Great Fire of London: How a bakery destroyed a city

The Great Fire of London was a catastrophic blaze which swept through the old, largely wooden, city in 1666. It started in Pudding Lane, close to where the Monument to the Great Fire of London now stands, in a baker's shop owned by Robert Farriner.


It began on 2nd September and quickly spread across the city, destroying around 87 churches, plus St Paul's Cathedral and a staggering 13,200 houses. Despite this, only six deaths were recorded, although it is thought the total was significantly higher, with many paupers perishing unnoticed in the flames.


The spread of the fire was aided by strong winds and dry timber houses, so it raged quickly from the Tower of London in the East to Temple Bar (by the Royal Courts of Justice) in the West. 373 acres of London blazed and the fire was only stopped, after several days, by a change in wind direction and the creation of a fire break by blowing up houses around Pye Lane, where the Golden Boy of Gluttony now stands.

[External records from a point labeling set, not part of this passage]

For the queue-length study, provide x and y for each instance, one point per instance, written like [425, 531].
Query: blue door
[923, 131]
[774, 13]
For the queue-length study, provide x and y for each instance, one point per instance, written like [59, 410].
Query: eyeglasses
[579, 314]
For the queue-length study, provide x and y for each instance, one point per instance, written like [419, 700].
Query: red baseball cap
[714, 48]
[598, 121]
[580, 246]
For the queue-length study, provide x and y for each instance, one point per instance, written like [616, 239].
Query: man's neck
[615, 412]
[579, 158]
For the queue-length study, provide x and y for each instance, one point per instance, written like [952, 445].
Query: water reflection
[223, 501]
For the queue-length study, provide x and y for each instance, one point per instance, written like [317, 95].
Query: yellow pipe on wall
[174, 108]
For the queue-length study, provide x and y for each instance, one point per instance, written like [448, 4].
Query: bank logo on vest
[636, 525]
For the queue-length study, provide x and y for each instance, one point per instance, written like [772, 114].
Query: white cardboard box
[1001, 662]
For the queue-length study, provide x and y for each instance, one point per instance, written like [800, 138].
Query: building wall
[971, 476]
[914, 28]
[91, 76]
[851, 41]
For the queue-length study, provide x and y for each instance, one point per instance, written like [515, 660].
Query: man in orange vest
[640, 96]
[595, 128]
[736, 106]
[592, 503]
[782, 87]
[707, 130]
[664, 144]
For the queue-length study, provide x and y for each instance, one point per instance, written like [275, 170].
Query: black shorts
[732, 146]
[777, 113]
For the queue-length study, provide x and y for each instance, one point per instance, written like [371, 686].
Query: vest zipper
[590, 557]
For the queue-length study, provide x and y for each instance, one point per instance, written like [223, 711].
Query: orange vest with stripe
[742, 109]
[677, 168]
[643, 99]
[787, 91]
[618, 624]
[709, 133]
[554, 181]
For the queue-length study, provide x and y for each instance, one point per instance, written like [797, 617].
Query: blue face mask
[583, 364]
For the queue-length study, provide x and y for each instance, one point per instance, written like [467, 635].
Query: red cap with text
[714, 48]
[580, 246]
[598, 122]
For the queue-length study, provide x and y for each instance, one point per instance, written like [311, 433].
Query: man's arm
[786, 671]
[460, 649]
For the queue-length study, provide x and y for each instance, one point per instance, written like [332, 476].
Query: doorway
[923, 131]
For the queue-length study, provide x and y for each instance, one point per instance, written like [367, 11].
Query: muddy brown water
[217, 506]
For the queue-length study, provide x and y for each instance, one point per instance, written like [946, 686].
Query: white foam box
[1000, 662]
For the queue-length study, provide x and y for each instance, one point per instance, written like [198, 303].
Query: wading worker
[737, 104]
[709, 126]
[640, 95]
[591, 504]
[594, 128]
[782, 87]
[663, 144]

In a strange footnote, a mad Frenchman called Robert Hubert, later confessed to torching the bakery, and starting the Great Fire. Despite the fact that Hubert was out of the country at the time and severely crippled, he insisted he was a French spy and had fire bombed the bakery through the window, before sabotaging the water supply. Farrier's bakery had no windows. Eventually the authorities, desperate to appease London's citizens who wanted someone to blame, hanged him at Tyburn, despite knowing his ‘confession' was false.